With over 1300 medical staff utilizing the CoSign digital signature solution as part of their overall electronic workflow, Widdifield's changes enabled SCDMH locations to eliminate the printing and signing of close to 10,000 documents each day, while maintaining full compliance with HIPAA Security Standard Regulations, and saving over $4 million in the first year of implementation.

In the SCDMH healthcare facilities currently using CoSign, the migration to a paperless workflow has reduced document processing time from days to seconds. In addition, Widdifield's integration of CoSign has been so successful that additional deployments have been requested throughout the organization. The environmental benefits of SCDMH's CoSign digital signature implementation are no less noteworthy, with SCDMH's use saving 650 trees, 975 barrels of oil, and reducing 195,000 pounds of carbon emissions each year.

"The vast amount of paper reduction the CoSign digital solution brought about can't be overstated in terms of how it advanced our workflow.
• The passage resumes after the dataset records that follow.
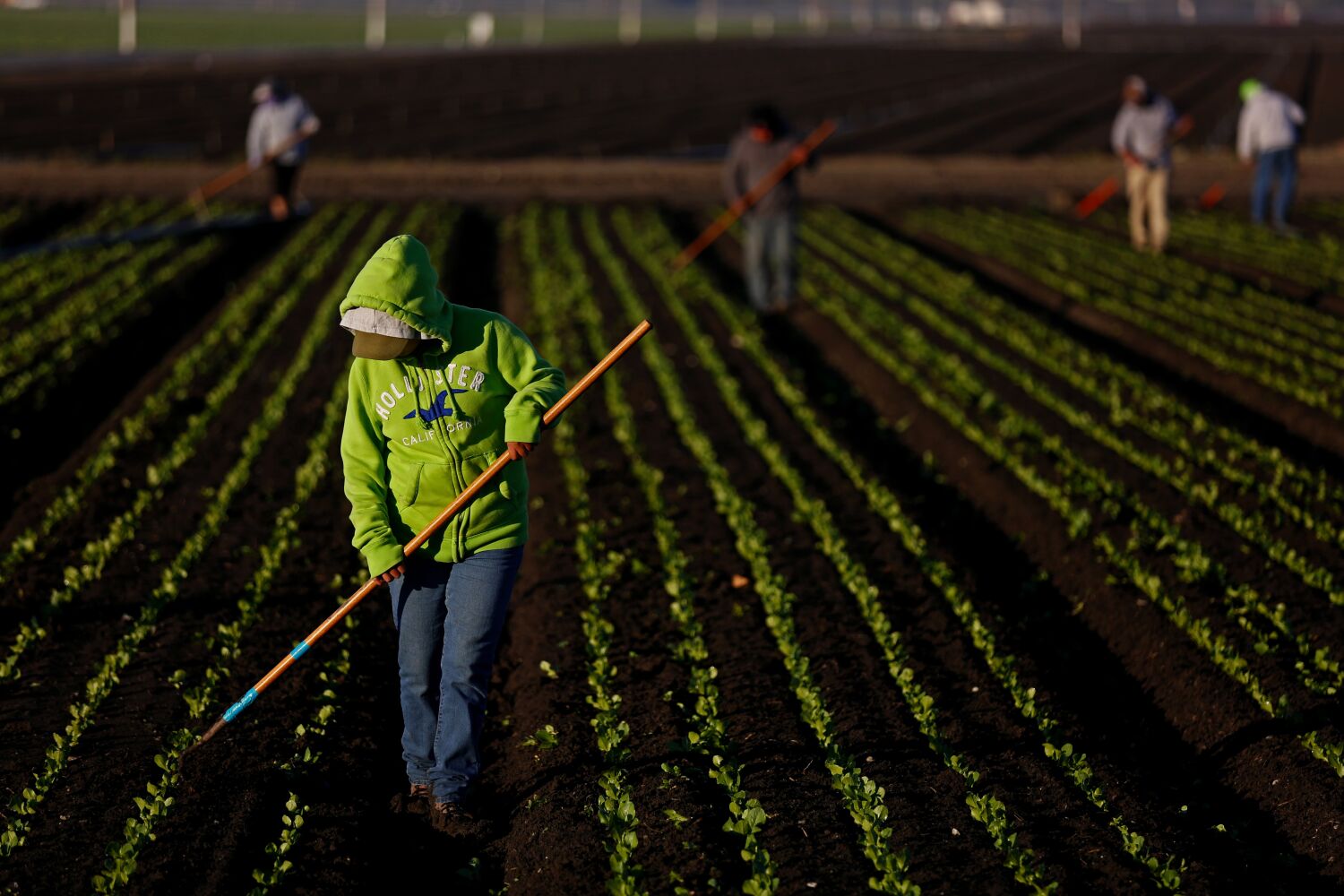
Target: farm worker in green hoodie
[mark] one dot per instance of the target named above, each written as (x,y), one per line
(437,392)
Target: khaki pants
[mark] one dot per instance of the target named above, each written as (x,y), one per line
(1147,191)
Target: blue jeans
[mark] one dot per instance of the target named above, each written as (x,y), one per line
(1276,171)
(449,618)
(769,250)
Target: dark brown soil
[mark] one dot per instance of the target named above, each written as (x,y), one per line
(1179,748)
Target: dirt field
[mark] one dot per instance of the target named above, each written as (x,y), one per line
(1019,96)
(1179,751)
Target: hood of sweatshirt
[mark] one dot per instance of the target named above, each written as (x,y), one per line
(400,280)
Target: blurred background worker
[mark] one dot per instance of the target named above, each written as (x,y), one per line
(762,144)
(1142,134)
(1266,136)
(279,134)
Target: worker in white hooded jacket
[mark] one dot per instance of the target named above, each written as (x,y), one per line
(1266,136)
(280,118)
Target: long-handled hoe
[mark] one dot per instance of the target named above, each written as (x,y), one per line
(461,501)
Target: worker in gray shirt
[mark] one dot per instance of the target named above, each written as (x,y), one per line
(1142,134)
(1266,134)
(279,134)
(765,142)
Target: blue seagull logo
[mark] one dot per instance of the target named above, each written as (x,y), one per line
(437,410)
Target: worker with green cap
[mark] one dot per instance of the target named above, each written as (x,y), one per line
(437,392)
(1266,136)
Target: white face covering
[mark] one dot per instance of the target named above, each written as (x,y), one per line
(367,320)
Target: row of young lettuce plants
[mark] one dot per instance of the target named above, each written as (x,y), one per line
(83,711)
(94,555)
(233,332)
(706,732)
(1245,605)
(1069,485)
(1074,764)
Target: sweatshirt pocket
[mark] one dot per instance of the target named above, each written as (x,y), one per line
(403,479)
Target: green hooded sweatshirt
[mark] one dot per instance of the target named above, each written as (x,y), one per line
(419,429)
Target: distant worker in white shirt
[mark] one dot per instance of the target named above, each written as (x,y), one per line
(1142,134)
(279,134)
(1268,136)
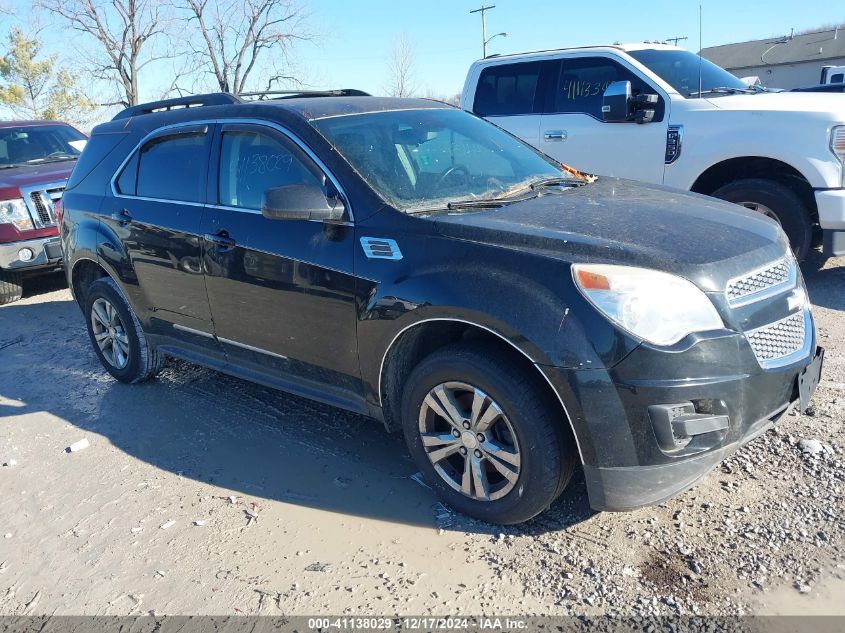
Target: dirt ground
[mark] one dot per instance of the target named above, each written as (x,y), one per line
(203,494)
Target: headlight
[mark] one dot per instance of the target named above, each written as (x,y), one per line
(15,212)
(837,146)
(657,307)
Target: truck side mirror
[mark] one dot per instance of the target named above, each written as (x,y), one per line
(617,105)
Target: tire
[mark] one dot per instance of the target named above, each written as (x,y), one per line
(782,204)
(127,340)
(11,287)
(527,425)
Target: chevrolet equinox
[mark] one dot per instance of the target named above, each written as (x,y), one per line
(406,260)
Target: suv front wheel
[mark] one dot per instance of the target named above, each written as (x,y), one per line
(485,438)
(116,334)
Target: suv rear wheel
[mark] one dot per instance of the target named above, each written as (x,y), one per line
(777,201)
(11,287)
(483,436)
(116,334)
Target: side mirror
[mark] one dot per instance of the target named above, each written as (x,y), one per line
(617,105)
(300,202)
(620,106)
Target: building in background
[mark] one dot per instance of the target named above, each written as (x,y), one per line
(787,62)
As we move to implement CoSign at all facilities, we expect to eliminate printing more than 2,850,000 documents each year."
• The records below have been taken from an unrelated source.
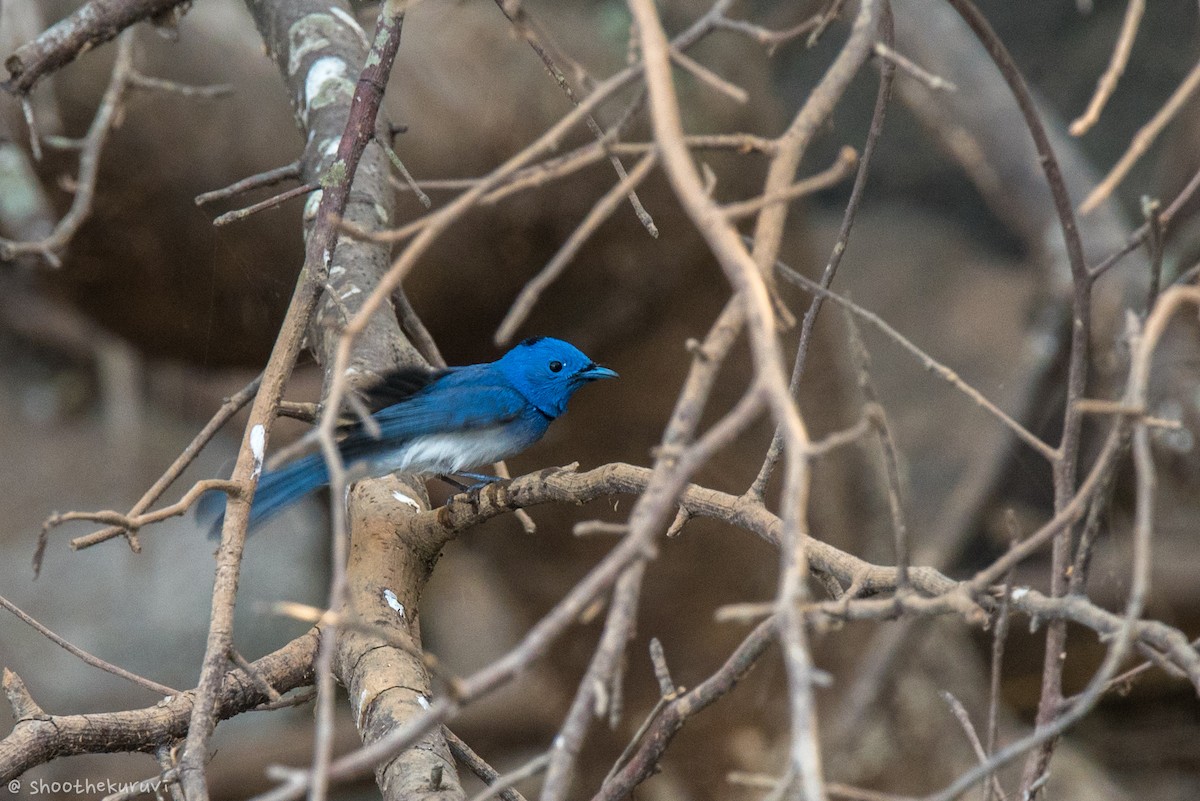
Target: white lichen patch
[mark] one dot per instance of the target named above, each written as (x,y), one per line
(312,204)
(307,35)
(329,146)
(394,602)
(405,499)
(327,83)
(258,447)
(352,23)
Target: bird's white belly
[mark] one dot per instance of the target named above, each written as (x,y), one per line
(449,453)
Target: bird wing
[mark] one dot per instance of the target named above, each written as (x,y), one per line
(445,405)
(399,385)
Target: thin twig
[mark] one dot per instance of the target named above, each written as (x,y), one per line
(268,178)
(1141,142)
(94,661)
(269,203)
(1108,82)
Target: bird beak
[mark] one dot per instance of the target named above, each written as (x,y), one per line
(593,372)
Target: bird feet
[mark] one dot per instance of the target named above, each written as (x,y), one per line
(480,481)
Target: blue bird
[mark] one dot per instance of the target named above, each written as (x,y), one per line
(441,422)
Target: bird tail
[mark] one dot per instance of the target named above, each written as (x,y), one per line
(276,491)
[1] The PKI technology in a digital signature is used to establish that the signatory is indeed responsible for the signature in the message and that the signer approves the content of the document. PKI technology is well established, with over 30 years of industry use, and is accepted as the only standard method capable of guaranteeing an electronic document has not been altered. Any changes made to the document after it is signed invalidate the digital signature, thereby protecting against forgery, ensuring non-repudiation, and securing the documentation.